Envisioned list of log sources on an EVE edge-node

  1. EVE specific agents. This include EVE agents like zedagent, zedrouter, domainmgr, verifier, zedmanager, downloader, identitymgr, vaultmgr, baseosmgr, nim, nodeagent, ledmanager, wstunnelclient, lisp-ztr and python lisp control plane.
  2. External tools used by EVE. This include dnsmasq, radvd, watchdog, dhcpcd
  3. EVE specific scripts and short running executables. eg. client, diag, device-steps.sh
  4. Other containers running in EVE control domain (dom0). eg. wwan, wlan, guacd, sshd, vtpm (vtpm_server) and ntpd containers.
  5. Hypervisor and associated tools. eg. xen, xenstored, xenconsoled, xl, qemu.
  6. Kernel logs.

These log sources can broadly be grouped into three categories based on how their logs are output (log destinations):

  1. Sources that send logs only to files. Such sources include hypervisor, qemu, lisp control plane, xen-tools. 
    These logs will need special handling. We can start with having such logs be dumped to /var or /persist and use imfile module of rsyslogd to pick up from there.
    We should later invent a mechanism like LD_PRELOAD or named pipes to makes these sources send logs to rsyslogd without using files.
  2. Sources that are flexible and can be made to change their log destination easily. Such sources include EVE agents, short lived EVE executables and scripts.
    EVE agents for examples can be changed (since they use logrus for their logging needs) to send their logs directly to syslog (/dev/log) or stdout and then re-direct to rsyslogd using logger tool.
  3. Sources that send logs to both syslog and files.

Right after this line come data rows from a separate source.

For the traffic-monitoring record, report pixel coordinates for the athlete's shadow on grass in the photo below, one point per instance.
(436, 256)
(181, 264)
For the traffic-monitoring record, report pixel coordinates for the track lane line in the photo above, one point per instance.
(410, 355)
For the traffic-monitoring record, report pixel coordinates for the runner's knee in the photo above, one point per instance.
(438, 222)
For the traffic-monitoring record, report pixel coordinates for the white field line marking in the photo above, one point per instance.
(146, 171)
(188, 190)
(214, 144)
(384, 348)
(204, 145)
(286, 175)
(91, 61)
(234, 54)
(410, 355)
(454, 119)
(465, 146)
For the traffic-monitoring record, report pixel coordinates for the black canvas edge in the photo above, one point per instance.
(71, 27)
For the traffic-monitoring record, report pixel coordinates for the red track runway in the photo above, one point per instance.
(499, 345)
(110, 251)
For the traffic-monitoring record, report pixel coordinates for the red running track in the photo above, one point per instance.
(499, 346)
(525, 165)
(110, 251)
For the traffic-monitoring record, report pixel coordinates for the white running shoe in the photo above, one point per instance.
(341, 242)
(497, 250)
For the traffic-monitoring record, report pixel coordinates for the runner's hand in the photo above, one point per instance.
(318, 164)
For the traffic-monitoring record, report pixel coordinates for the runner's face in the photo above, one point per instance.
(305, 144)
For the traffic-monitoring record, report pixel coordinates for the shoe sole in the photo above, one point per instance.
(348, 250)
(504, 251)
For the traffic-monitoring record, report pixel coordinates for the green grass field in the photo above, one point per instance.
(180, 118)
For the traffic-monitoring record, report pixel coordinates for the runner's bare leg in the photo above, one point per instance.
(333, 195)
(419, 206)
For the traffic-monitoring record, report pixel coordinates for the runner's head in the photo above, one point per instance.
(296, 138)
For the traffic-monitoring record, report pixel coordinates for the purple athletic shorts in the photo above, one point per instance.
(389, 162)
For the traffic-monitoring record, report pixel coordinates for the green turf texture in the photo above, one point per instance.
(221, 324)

Eg. dnsmasq, dhcpcd, radvd, watchdog etc.
    No special handling will be required in this case.
  4. Sources that run inside containers and the logs of which are collected by memlogd. Eg. wlan, wwan, sshd, guacd, ntpd, vtpm etc.
    Linuxkit has a module called memlogd that collects container logs in a circular buffer. Linuxkit's memlogd module is shipped with logread tool that can read logs from memlogd and output to it's stdout.
    Output of logread can be piped into logger and subsequently sent to rsyslogd.
  5. Kernel logs (easily collected by rsyslogd). Rsyslogd has a module called imklog that can read kernel logs into rsyslogd.